Tuesday, August 5th, 2008

Mark directs us to a new policy at CNN.

Basically, employees of the network cannot use Facebook, Twitter, Blog or even comment in forums and chat rooms without permission from the CNN higher ups according to Chez Pazienza, who was famously fired from CNN for blogging at Deus Ex Malcontent. His story is here.

You can head to their blogs to get the vibe of what’s going on.

I agree with Mark who says this:

Did I give up my right to protest or vote when I started working for a newspaper? I hope not.
Many newspapers are actively encouraging reporters to take up blogging.  Newspapers invite reporters to express opinion in the print editions. Newspapers have long held that as long as the opinion expressed is marked clearly as that of the reporter, it is acceptable.
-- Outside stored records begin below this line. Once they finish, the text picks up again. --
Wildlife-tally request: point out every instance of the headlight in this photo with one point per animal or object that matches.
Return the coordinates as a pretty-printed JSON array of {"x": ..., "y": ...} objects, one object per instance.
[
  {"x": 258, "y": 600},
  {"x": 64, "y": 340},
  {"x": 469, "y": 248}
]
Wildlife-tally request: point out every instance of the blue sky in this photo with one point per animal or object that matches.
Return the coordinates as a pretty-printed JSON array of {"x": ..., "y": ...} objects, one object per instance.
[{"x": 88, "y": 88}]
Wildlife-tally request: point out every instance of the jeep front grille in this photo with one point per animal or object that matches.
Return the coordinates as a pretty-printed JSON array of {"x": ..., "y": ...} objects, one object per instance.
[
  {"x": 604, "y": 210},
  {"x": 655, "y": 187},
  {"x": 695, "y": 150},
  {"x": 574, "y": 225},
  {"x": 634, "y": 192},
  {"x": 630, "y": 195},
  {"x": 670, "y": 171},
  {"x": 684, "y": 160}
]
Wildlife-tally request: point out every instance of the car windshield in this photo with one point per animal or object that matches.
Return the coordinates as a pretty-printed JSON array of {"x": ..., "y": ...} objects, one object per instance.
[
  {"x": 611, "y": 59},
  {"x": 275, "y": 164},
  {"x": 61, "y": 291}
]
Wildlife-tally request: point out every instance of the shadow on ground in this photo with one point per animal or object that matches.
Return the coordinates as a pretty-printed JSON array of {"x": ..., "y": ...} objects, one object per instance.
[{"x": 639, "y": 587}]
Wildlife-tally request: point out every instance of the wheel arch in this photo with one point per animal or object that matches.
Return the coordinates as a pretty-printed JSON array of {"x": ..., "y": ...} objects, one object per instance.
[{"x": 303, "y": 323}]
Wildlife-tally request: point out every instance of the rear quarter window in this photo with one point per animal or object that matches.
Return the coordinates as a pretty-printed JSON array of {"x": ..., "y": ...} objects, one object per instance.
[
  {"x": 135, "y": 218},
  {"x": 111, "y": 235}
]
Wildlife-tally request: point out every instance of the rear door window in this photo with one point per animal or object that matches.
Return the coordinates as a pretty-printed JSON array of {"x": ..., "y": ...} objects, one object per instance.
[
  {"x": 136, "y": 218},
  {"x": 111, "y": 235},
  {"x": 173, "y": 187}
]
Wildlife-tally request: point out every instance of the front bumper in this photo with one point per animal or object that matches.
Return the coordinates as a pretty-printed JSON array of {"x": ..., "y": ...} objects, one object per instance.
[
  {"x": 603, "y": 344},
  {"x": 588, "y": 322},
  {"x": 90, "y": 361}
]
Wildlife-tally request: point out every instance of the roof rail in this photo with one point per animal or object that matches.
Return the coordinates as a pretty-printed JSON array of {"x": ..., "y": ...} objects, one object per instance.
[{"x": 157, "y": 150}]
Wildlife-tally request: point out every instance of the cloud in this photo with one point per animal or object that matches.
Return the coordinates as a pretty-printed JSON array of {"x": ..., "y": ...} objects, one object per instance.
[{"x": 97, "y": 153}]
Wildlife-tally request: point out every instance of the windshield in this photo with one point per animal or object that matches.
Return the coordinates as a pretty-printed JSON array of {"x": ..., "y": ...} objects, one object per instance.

I talk about evolving trends in the news business a lot. I don’t understand why more media folks don’t blog or use Twitter. I’ve seen more breaking news on Twitter that it still boggles my mind.

Ryan Sholin points us to a post written by an outgoing newsman of the LA Times, who is getting out of the dead tree business.

  1. Technology has run laps around the print media — giving readers instant news, open-source journalism, no barriers to become publishers, and an infinite news hole.
  2. The idea that your daily news is collected, written, edited, paginated, printed on dead trees, put in a series trucks and cars and delivered on your driveway — at least 12 hours stale — is anachronistic in 2008.

I think these things are connected. The writer talks about his 18 years with the Times. I’ve worked in news off and on for nearly 20 years. The way I started out has vastly changed in those two decades.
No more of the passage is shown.